The main objective this year was to hike the West Coast Trail on Vancouver Island off British Columbia. Unfortunately, shuttle and ferry services to the trail head were not functioning yet for the season and they were unwilling to commit to anything more definite than "maybe in a week or two." After inquiring in as many places and methods as I could think of, and being unwilling to take the rental car on active logging roads, I became convinced that a change in plans was in order. All was not lost, however, as I had a wonderful time with my daughter who lives in Vancouver (the city). She bought me a fantastic Father's Day dinner at a picturesque seaside restaurant and we had a nice time together.
Although Mt. Hood was a goal at the end of the trip, my son, Chris (who lives in the Seattle area), stole a couple of days from work and we immediately headed to down to Mt. Hood. Oh yes, I should mention that rain was persistently following my every move so it was no surprise when we arrived at Timberline Lodge on the south side of the mountain. The lodge was there, but not the mountain. That is, it was completely shrouded clouds, rain and mist. Chris and I stuck it out waiting around for two days until it finally cleared and allowed us to go ahead with the climb. We'd heard that a warm May left the bergschrund open with very little in the way of snow bridges. My plan was a traverse across it's lower edge to gain passage at the east edge of the glacier.

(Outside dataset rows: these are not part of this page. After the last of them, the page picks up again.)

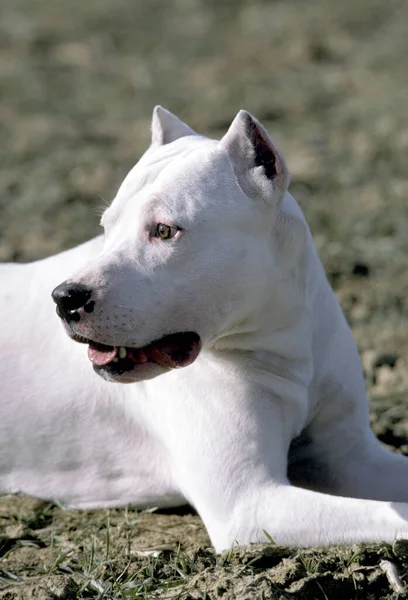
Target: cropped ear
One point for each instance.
(257, 163)
(167, 128)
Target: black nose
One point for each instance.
(69, 297)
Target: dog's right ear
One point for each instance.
(167, 128)
(257, 163)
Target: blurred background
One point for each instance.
(79, 79)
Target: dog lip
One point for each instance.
(172, 351)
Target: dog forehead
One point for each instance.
(193, 170)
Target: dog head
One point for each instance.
(196, 247)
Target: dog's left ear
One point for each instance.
(258, 165)
(167, 128)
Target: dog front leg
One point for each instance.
(298, 517)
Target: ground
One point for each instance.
(78, 82)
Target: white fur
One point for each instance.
(268, 430)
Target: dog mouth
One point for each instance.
(172, 351)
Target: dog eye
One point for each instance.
(166, 232)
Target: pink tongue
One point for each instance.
(100, 355)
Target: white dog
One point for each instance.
(206, 263)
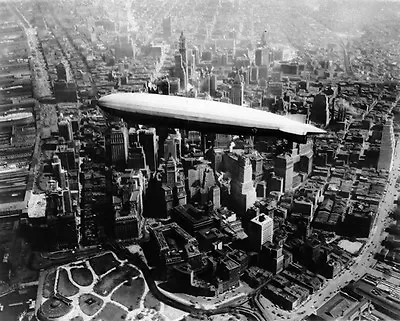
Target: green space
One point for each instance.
(103, 263)
(150, 302)
(110, 312)
(82, 276)
(48, 284)
(130, 293)
(90, 303)
(64, 285)
(111, 280)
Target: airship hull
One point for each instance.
(202, 115)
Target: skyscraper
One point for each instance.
(386, 152)
(181, 62)
(61, 72)
(167, 27)
(117, 145)
(262, 57)
(65, 129)
(237, 91)
(149, 140)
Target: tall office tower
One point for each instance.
(136, 157)
(65, 129)
(117, 146)
(180, 72)
(149, 140)
(264, 38)
(242, 191)
(213, 85)
(260, 231)
(200, 181)
(196, 53)
(128, 208)
(320, 110)
(167, 27)
(172, 146)
(284, 168)
(184, 61)
(61, 72)
(206, 84)
(172, 171)
(237, 91)
(386, 152)
(262, 57)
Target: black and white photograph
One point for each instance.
(200, 160)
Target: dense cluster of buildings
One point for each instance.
(211, 211)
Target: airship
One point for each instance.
(205, 116)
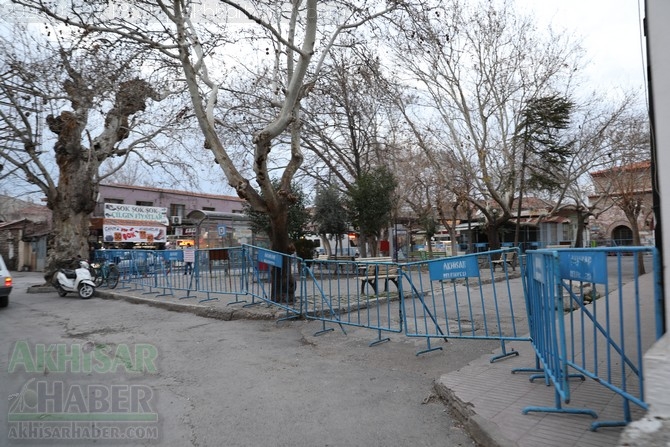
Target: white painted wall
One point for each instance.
(657, 359)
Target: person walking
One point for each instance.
(189, 257)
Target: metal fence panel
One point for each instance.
(363, 293)
(467, 297)
(602, 315)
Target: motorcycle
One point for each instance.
(75, 280)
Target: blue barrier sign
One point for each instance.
(269, 257)
(583, 266)
(453, 268)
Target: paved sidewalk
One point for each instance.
(487, 396)
(490, 399)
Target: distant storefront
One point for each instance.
(124, 224)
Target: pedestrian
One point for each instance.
(189, 255)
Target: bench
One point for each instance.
(324, 257)
(507, 258)
(373, 268)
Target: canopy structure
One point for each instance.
(215, 229)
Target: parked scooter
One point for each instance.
(78, 280)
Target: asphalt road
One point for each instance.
(210, 382)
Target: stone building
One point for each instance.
(624, 186)
(24, 231)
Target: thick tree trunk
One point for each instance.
(283, 281)
(637, 242)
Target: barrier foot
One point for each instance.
(504, 355)
(537, 369)
(323, 331)
(237, 301)
(289, 318)
(559, 409)
(379, 340)
(596, 425)
(429, 349)
(544, 376)
(252, 304)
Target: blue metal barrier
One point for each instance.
(467, 297)
(587, 316)
(348, 292)
(275, 279)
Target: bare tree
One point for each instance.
(627, 182)
(93, 100)
(476, 64)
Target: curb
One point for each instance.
(482, 431)
(226, 314)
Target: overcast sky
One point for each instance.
(611, 32)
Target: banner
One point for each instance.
(155, 214)
(134, 233)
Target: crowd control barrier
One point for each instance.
(589, 318)
(361, 293)
(466, 297)
(274, 279)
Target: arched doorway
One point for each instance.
(622, 235)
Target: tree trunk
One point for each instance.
(632, 219)
(581, 223)
(283, 281)
(494, 238)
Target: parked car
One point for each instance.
(5, 283)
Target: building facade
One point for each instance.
(128, 216)
(629, 187)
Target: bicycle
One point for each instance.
(105, 272)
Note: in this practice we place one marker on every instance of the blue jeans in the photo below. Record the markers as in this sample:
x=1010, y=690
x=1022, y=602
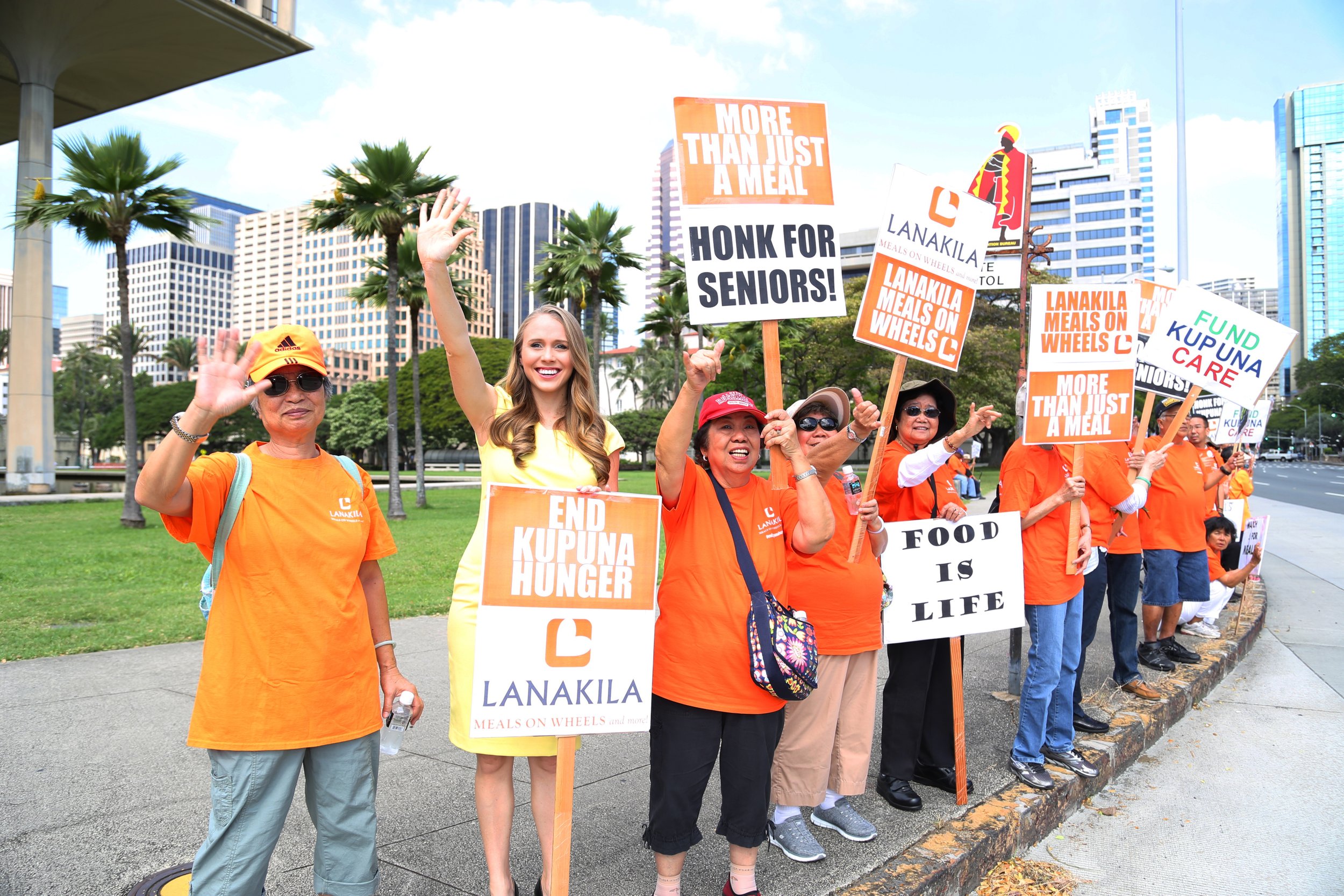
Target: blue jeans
x=1046, y=715
x=249, y=798
x=1174, y=577
x=1114, y=582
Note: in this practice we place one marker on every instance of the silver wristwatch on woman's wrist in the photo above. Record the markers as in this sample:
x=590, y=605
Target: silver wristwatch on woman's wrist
x=182, y=433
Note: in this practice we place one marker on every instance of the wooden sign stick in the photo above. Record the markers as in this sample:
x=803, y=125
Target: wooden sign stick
x=1143, y=428
x=959, y=720
x=563, y=816
x=1181, y=415
x=775, y=398
x=880, y=448
x=1076, y=515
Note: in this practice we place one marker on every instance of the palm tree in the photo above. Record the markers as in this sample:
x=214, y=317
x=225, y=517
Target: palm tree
x=410, y=288
x=112, y=342
x=584, y=267
x=181, y=353
x=380, y=198
x=116, y=190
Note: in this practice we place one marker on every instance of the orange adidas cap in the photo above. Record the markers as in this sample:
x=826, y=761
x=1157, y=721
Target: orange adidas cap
x=283, y=346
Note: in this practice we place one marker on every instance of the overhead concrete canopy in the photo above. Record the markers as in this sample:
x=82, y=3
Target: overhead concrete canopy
x=108, y=54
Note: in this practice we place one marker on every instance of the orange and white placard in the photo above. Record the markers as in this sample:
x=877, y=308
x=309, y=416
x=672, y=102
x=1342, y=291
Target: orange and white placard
x=925, y=270
x=1081, y=363
x=757, y=210
x=565, y=626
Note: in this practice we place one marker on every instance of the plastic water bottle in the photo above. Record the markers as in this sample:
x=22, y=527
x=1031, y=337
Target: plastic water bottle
x=853, y=489
x=397, y=725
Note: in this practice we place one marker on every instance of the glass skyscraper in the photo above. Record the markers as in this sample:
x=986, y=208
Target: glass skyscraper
x=1096, y=199
x=1310, y=146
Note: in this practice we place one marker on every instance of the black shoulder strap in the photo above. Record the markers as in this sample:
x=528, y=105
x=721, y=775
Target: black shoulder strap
x=740, y=543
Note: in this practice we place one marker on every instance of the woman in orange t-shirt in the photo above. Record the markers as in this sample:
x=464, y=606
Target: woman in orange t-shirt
x=706, y=707
x=917, y=484
x=827, y=743
x=296, y=649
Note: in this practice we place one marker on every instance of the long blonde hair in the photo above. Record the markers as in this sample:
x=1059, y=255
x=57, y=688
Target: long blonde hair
x=515, y=429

When we arrived at the Hogsback just below the schrund the ice conditions above looked very rotten. The steep couloir to the west, known as "The Old Chute", however, looked solid. So we set aside my earlier plan in favor of this steeper face. It turned out to be a magnificant climb up the "the chute." That route put us on the western end of the summit ridge which we traversed to gain the true summit. That traverse offers spectacular views down the steep northeast face.
Hikes here and there in Washington brought me finally to Mt. St. Helens. I decided that I would enjoy climbing it to view the growing lava dome fully visible from the south summit rim. After driving an amazing number of miles just to register for the climb, I finally managed to do so. One must register online only -- not too convenient for me with only my pack and climbing gear, but no available computer. St. Helens is a walk-up with relatively little exposure to any steep snow fields, but fun nevertheless. When I reached the south rim via the Monitor Ridge route, I was treated to a wonderful rumble as the mountain's lava dome expanded a bit more. Unfortunately I was too slow to get the rumble recorded with my camera, but I did catch the helicopter that moments later shot over the west rim and zoomed down around the lava dome. I presume it took off from the observatory not far from the west rim as soon as the rumble sent the seismographs down there into a frenzy of line scribbling.